# Yard display vs. yard haunt walkthrough



## Sblanck (Sep 13, 2007)

Greetings all

Just wondering how many here prefer yard displays vs. yard haunt walkthroughs? I myself have done both and want to get back into something a bit bigger again. I really do not want any partners or actors to deal with but that limits the size of the whole deal. Just unsure of which direction to go with this deal.
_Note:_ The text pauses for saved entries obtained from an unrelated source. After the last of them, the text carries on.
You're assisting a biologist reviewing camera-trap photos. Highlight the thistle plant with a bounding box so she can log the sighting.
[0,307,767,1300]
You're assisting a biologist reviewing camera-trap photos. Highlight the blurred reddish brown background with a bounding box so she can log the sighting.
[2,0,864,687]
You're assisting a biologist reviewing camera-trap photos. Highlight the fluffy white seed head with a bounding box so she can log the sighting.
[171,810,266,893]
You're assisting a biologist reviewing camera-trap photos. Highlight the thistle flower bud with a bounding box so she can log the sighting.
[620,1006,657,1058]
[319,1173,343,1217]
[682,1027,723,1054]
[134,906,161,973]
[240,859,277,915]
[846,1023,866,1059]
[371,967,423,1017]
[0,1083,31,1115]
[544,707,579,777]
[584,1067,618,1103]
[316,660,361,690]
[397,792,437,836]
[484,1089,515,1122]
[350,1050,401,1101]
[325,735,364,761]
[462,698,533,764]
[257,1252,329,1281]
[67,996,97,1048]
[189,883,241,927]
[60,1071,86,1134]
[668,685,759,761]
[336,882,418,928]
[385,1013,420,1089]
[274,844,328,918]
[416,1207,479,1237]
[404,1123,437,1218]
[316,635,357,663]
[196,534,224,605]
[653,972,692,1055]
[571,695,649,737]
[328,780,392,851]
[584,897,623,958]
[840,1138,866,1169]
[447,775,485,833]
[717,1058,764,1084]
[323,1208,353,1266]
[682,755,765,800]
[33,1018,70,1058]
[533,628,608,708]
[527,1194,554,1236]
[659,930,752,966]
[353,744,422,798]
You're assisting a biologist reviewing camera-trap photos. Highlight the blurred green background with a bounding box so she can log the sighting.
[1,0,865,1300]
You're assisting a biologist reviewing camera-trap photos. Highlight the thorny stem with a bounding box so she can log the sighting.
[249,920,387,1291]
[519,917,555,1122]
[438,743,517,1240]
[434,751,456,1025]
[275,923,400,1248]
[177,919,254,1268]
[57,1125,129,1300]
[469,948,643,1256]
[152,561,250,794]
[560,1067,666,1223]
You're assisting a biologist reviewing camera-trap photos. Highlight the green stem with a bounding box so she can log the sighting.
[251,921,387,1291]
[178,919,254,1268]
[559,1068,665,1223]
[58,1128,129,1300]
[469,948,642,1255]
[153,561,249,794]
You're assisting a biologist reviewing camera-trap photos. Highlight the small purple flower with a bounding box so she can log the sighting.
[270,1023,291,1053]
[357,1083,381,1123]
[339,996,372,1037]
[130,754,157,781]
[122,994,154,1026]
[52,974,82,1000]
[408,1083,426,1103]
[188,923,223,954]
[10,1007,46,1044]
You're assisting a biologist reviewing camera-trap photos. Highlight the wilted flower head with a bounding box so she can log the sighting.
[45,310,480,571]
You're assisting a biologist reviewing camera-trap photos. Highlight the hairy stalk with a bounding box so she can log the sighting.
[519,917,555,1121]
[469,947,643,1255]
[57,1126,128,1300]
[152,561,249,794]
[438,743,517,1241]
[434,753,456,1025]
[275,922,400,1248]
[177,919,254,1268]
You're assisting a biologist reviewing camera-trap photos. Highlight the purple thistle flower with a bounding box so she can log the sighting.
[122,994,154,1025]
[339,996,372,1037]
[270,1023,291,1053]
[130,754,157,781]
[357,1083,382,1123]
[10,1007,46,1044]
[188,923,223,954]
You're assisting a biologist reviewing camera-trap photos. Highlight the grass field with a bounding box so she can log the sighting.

Also how many walk throughs here charge admission? 

Thanks


----------



## CerysCrow (Jan 22, 2007)

I really worry about the liability issues of a yard haunt walkthrough, so I stick to a simple yard haunt.


----------



## Sickie Ickie (Jun 20, 2006)

I'll be looking closely at this thread as it really has my interest!

BTW- I think this is my 4000th post?


----------



## Sblanck (Sep 13, 2007)

CerysCrow said:


> I really worry about the liability issues of a yard haunt walkthrough, so I stick to a simple yard haunt.


Well I did it for 4 years I think and no one sued me if I understand it right its the same policy that covers whether they are going through a haunt or just waling in front of your house and fall down.


----------



## CreepyCanmore (Mar 27, 2007)

Off topic, but 4000 posts for Sickie....sweet


----------



## Frighteners Entertainment (Jan 24, 2006)

You'll be fine.
We would bring over 2000 people through for the season.

Now my wife will tell you different, she worries more about what could happen! lol
As long as you don't charge, everything should be just fine.


----------



## Northern Touch (Nov 8, 2006)

I agree if U don't charge everything will be all good...I have been doing a yard display for 10 years at my MoM/DaD's and also a large Haunt for the last 7 and haven't had a problem...just do both I now do a yard dispaly at my house and at my MoM/DaD's because we still do the haunt there the whole city knows about it...lol I have 2o min wait line thats why I'm going have entertainment for them this year...


----------